Addressing the disparity in test scores between black and white children remains one of the greatest social challenges of our time. Between the 1960s and 1980s, tremendous strides were made in closing the achievement gap, but that remarkable progress halted abruptly in the mid 1980s, and stagnated throughout the 1990s.
https://www.russellsage.org/publications/steady-gains-and-stalled-progress
Nay
(12,051 posts)such gaps. It discusses the relevance/non-relevance of computers/iPads to the actual learning process in all kids. From your comments, it's hard for me to discern whether you like the idea of iPads or hate it -- paragraph 5 suggests giving kids iPads is dumb, but paragraph 7 suggests you think iPads will help AA kids.
Personally, I have no idea whether it will help AA kids specifically, but past experience has shown that TV/computers/iPads don't help kids learn much except how to be a more idiotic consumer of useless shit. Certainly, anyone who grows up and has never touched a computer will be at a disadvantage, but knowing how to turn a computer on and use it superficially is not education. The idea that children will search out serious information in order to educate themselves is, in this culture, pretty damned absurd, and I don't care what color the kid is.
HiPointDem
(20,729 posts)the sun. technology is all about who owns it.
knitter4democracy
(14,350 posts)What I could do with a class set of iPads... *stares off dreamily*
There are great teaching tools available online these days, simulations that help kids see how things really can be, great social networking tools they can use to practice a second language or their writing, and so much more.

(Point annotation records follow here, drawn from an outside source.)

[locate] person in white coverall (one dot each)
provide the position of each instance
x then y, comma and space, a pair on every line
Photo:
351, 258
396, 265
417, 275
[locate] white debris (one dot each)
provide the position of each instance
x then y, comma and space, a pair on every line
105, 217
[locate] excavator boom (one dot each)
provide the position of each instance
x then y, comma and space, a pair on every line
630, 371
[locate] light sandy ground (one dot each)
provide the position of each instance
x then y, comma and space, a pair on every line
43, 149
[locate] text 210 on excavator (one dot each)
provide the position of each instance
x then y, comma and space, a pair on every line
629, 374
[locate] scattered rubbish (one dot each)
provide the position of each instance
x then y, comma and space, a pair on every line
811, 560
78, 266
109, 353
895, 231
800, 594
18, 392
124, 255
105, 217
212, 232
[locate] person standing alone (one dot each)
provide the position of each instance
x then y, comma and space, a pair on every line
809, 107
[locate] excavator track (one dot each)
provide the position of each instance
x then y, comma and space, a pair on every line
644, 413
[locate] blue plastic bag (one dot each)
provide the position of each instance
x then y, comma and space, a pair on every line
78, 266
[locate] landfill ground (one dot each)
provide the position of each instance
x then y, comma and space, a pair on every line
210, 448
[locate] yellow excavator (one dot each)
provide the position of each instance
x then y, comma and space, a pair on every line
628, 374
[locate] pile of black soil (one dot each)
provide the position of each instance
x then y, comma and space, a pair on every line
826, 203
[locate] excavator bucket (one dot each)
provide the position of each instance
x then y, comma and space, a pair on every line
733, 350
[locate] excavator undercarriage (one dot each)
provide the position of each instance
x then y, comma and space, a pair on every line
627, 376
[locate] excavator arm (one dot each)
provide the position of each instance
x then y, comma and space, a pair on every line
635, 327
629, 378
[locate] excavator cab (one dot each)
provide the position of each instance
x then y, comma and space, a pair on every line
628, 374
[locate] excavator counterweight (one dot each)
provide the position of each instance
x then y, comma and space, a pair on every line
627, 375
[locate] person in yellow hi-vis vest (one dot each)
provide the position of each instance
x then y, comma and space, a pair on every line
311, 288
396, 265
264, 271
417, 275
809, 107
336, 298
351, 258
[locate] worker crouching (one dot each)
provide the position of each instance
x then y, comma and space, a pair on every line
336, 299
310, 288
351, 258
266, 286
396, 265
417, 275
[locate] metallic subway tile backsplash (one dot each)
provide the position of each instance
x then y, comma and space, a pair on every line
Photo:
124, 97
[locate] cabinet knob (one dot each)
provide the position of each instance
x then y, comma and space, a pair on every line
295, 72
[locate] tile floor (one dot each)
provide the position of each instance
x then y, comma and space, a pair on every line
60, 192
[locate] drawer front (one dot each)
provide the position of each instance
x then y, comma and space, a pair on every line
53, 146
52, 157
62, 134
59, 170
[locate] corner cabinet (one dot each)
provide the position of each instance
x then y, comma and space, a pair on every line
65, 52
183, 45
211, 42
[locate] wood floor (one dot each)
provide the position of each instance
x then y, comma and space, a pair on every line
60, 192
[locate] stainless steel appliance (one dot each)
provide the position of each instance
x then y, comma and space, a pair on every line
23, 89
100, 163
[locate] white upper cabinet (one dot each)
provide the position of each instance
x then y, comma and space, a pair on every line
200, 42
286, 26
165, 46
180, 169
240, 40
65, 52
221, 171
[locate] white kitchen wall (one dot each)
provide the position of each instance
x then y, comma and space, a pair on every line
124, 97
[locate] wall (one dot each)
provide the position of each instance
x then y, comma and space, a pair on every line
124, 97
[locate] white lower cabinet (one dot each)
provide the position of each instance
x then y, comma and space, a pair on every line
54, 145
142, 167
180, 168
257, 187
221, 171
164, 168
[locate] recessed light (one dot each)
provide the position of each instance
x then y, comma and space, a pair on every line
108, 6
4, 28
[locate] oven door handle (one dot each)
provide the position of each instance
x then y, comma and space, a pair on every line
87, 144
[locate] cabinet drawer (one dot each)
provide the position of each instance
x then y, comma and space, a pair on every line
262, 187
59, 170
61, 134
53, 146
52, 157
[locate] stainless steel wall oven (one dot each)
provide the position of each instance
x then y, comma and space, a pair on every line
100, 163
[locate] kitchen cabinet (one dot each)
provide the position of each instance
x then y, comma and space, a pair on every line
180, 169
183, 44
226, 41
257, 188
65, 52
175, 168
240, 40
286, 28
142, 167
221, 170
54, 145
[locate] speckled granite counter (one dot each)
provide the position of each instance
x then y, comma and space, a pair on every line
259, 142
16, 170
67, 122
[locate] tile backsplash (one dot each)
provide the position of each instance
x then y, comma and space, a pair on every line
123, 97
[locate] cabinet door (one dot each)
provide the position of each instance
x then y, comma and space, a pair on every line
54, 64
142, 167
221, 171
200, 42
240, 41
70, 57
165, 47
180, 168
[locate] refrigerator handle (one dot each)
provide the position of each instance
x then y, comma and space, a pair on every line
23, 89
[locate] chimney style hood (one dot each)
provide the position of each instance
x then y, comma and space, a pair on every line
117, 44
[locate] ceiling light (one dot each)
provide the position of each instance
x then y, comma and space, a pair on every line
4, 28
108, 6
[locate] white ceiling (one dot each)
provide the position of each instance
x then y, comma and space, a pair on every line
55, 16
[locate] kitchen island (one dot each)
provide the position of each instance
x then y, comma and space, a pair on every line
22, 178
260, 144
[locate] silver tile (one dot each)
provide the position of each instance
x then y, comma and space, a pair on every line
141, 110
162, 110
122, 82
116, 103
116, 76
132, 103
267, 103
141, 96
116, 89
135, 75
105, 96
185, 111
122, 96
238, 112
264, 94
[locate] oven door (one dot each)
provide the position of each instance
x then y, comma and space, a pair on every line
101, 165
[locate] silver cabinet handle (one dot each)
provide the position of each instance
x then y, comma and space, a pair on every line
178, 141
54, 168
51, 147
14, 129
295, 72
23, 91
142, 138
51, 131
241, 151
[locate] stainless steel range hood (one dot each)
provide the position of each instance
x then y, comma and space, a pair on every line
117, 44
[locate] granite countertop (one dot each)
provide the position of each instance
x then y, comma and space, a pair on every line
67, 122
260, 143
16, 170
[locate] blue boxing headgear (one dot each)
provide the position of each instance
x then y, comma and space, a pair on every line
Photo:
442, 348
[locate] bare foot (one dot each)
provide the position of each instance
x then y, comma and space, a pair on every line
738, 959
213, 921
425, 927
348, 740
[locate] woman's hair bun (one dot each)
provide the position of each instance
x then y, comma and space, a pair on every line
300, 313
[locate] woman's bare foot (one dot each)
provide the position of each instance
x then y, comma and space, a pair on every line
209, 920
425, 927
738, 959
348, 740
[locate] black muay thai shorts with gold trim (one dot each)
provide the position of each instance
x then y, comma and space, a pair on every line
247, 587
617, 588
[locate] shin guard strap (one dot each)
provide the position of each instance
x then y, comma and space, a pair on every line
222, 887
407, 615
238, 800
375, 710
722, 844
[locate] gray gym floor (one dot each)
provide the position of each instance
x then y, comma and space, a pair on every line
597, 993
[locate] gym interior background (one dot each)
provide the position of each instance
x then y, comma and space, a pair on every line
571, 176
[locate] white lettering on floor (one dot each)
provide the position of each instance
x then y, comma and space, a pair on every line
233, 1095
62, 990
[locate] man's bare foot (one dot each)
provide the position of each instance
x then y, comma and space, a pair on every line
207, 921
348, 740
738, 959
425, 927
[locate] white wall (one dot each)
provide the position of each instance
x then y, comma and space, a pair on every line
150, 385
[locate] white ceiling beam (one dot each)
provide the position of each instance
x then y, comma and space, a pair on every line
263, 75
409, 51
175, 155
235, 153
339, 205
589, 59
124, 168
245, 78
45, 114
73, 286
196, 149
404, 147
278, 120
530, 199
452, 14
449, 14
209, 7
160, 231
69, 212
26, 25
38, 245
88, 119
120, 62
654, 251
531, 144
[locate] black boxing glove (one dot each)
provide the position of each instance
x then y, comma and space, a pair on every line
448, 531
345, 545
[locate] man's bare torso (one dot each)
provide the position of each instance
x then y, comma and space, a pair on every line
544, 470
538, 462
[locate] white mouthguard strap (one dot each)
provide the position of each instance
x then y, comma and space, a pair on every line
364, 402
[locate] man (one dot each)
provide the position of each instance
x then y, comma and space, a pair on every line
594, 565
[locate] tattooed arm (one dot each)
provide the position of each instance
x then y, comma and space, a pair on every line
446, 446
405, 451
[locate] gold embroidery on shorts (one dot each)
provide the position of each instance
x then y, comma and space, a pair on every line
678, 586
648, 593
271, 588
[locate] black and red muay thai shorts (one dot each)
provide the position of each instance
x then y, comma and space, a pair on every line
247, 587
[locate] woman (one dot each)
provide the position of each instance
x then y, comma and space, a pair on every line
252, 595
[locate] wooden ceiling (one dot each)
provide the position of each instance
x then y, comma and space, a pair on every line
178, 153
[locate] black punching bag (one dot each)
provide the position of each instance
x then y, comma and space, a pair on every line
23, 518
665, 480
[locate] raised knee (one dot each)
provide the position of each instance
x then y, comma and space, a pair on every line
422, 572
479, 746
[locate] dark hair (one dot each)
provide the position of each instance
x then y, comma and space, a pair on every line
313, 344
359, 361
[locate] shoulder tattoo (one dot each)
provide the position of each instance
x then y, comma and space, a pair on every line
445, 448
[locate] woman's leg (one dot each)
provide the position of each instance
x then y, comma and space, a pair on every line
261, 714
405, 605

Technology is a great tool, and there's no reason to give up a great tool if we can get it.
Nevernose
(13,081 posts)They were looking for a way to spend federal tech grants. I wonder if that weren't at least part of the motive here.
TBF
(34,316 posts)my daughter really got into an on-line math game our district had last year. The kids competed against each other & she was always on there trying to get her point total up (by doing math problems). So, that was ok. If there are specific tutoring programs etc. it can be a fine tool. Just for the sake of having an iPad - no. Like anything else it's just a tool.